Written on an iBook
This article is from the archive of The New York Sun before the launch of its new website in 2022. The Sun has neither altered nor updated such articles but will seek to correct any errors, mis-categorizations or other problems introduced during transfer.

What should a biography of Steve Jobs look like? The question occurred to me after reading page 230 of “iCon” (Wiley, 368 pages, $24.94):
“We don’t have a way to talk about this kind of thing,” Steve said. “In most people’s vocabularies, ‘design’ means veneer. It is interior decorating. It’s the fabric of the curtains and the sofa. But to me, nothing could be further from the meaning of design. Design is the fundamental soul of a man-made creation that ends up expressing itself in successive outer layers of the product or service.”
Here reborn is that Victorian polymath, William Morris, who believed that the furniture, the utensils, and indeed all the furnishings of everyday life ought to have a design, a beauty that should shine in the lives of every human being. “Beautiful things for everyday living” was Morris’s motto.
Like Morris, Steve Jobs has brought an aesthetic to every aspect of his endeavors – revolutionizing electronics, film, and music in the last three decades. In Mr. Jobs, as in Morris, the utilitarian and the artistic are not at odds; in fact, they strengthen one another, making this a more elegant and serviceable world.
From the first Apple computers to the iPod, Mr. Jobs has sought to unify form and function. When he lost his way (hence the subtitle of this biography), it was because he lost touch with the marketplace and with designs that had to be affordable for business and the home. Notoriously arrogant and arbitrary, he is – as his biographers suggest – a Shakespearean character, a kind of Prospero who remains ornery and impulsive but who has tempered his tendency to isolate himself and understands how much his vision has to be a part of the hearts and minds of his collaborators.
If Mr. Jobs succeeds in supplanting Bill Gates as the iCon of communications – which seems an unlikely yet not impossible feat – it will be because ultimately design is not a frill but an intrinsic aspect of the way people choose to communicate and enjoy their lives. I would not count Mr. Jobs out – after all, I write this review on an iBook, having forsaken three years ago my clunky, security-challenged, and unwieldy Windows PC.
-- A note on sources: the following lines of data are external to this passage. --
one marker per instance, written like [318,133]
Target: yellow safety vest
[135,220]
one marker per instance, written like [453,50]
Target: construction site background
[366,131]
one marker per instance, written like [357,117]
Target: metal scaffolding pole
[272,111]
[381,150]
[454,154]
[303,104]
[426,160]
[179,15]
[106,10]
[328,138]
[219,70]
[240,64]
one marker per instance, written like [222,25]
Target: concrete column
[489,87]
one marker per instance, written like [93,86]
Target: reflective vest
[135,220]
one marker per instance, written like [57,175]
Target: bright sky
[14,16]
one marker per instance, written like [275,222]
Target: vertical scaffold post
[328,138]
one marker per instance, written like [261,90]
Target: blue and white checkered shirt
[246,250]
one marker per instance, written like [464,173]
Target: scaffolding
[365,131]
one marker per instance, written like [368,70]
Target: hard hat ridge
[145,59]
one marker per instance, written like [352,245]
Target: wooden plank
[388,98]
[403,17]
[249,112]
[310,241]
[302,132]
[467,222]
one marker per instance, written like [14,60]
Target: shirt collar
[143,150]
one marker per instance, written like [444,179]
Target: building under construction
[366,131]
If only this biography were written in the spirit of Steve Jobs! It lacks his elegance and polish. Biographer Justin Kaplan wrote that literary biographies should be literary, by which he meant that they should be works of literature, distinguished by graceful language. A Jobs biography ought to do likewise; it should proceed with an efficiency and stylishness that evokes the subject.
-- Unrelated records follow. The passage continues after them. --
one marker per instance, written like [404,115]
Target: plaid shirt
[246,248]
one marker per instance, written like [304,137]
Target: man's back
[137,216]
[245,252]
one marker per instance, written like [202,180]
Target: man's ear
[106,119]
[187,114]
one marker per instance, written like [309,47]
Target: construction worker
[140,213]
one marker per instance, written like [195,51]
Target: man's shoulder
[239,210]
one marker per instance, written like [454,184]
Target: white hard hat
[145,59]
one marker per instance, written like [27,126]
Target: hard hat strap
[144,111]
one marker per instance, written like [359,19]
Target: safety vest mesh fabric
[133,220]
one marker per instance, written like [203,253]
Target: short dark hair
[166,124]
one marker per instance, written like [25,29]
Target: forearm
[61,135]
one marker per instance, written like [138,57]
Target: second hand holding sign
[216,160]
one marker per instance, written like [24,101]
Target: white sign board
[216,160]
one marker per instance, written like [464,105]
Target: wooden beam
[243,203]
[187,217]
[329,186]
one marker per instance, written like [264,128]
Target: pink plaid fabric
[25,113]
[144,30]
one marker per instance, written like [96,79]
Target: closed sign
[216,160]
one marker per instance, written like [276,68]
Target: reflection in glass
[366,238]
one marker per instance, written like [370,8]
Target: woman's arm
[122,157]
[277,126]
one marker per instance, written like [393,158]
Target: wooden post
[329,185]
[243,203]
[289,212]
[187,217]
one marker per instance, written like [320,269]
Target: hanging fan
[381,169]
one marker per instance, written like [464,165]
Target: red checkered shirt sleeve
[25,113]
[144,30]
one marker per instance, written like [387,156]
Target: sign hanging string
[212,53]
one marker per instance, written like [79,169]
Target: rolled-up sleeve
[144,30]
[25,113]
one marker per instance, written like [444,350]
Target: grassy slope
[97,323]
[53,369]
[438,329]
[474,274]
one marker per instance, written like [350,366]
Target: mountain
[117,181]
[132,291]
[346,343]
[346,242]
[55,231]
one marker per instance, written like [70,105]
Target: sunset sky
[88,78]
I began reading this biography thinking I would sound off about the mean-spirited Steve Jobs who decided to pull Wiley’s books from the Apple stores when he learned the firm was publishing “iCon.” I still think Mr. Jobs and Apple are being petty and that no book – however offensive – should be punished this way. I would also like to think, however, that Mr. Jobs could not abide the idea that this biography was just not good enough for Steve Jobs.
Design ought to be the watchword for Mr. Jobs’s biographers. Instead we get the kind of lumbering prose I hope was not written on an Apple: “When Steve was asked by an interviewer about the new commotion over the technology called the Internet, his answer reflected the family man he had become and a thoughtfulness the new status had brought.” That sentence reminds me of how long it takes to boot up a PC. I put this quotation through a grammar check on Microsoft Word, and sure enough the program did not catch the biographers’ passive voice.
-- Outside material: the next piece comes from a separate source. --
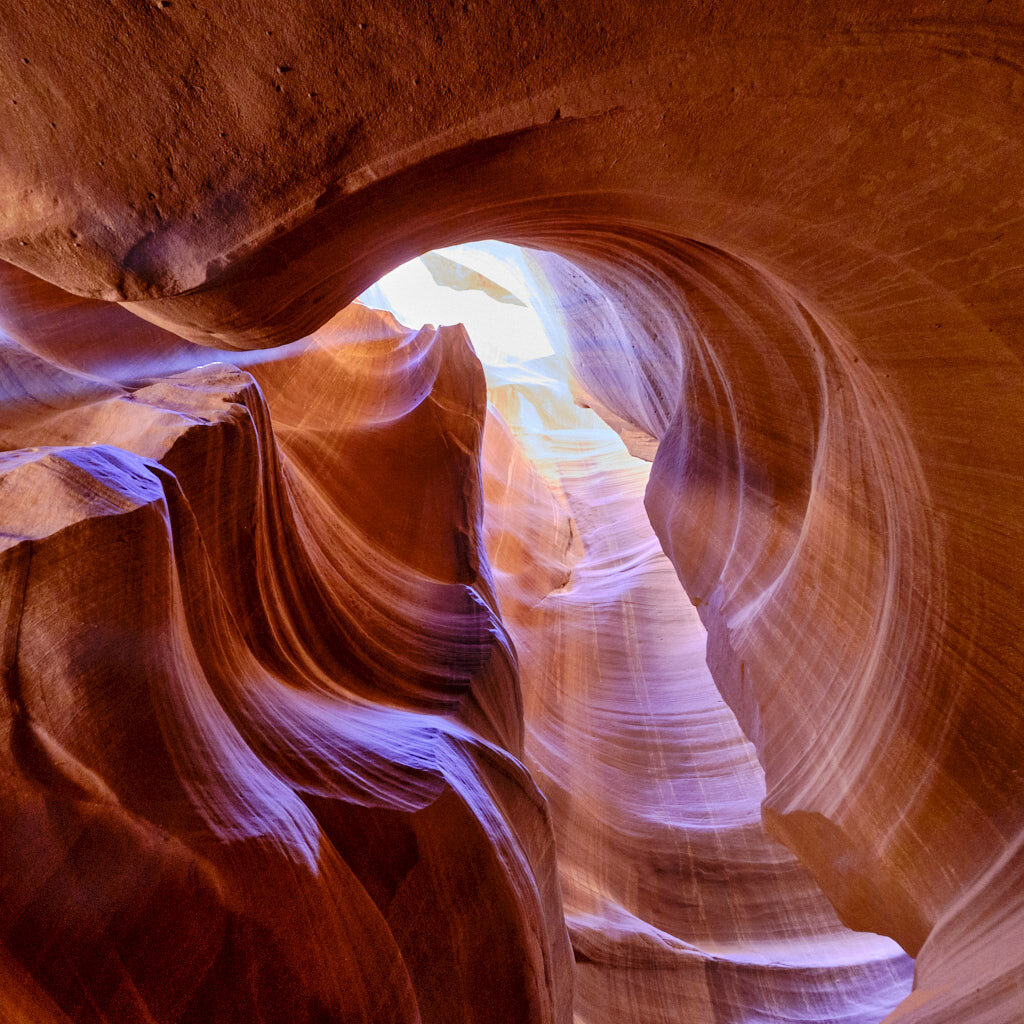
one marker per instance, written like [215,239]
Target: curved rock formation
[793,238]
There should be nothing passive about a Steve Jobs biography – and nothing banal. Yet here is the beginning of the epilogue (which repeats a good deal of the prologue): “Every one of us is a walking set of contradictions. The great among us are no different, except that their contradictions tend to run to extremes.” Thank you very much.
Apple aficionados and devotees of Steve Jobs biographies seem to be bored with “iCon.” Jeffrey Young, they say, is rehashing his earlier Jobs biography and borrowing heavily from the research of others. This unauthorized biography suffers from lack of access to Mr. Jobs himself – though Mr. Young was able to interview him during a much earlier period of Mr. Jobs’s ascent as Apple’s chairman. The notes certainly reflect substantial lifting from secondary sources, but that does not trouble me half as much as this book’s trite style.
Yet Mr. Jobs himself is such a fascinating study I was not tempted to skip a word of “iCon.” This biography benefits from a “rising action,” as drama critics put it. Not only does Mr. Jobs resurrect himself after his Apple debacle, having alienated nearly everyone, from the engineers to the executives, his company Pixar comes to dominate animated films and account for nearly half of Disney’s profits, and his Apple innovation, iPod, teaches the music industry a lesson about how to use the Internet for downloading music while cutting down on piracy.
Steve Jobs reminds me of George Foreman. Both champs suffered humiliating knockouts, only to rebound in middle age to enjoy one of those American second acts that F. Scott Fitzgerald avowed did not happen. In both cases the heroes evinced a sensitive humanity neither had ever seemed capable of expressing. But the analogy cannot be pressed too far. Mr. Jobs retains, as his biographers amply document, plenty of the old hubris, and many more acts to his drama may remain.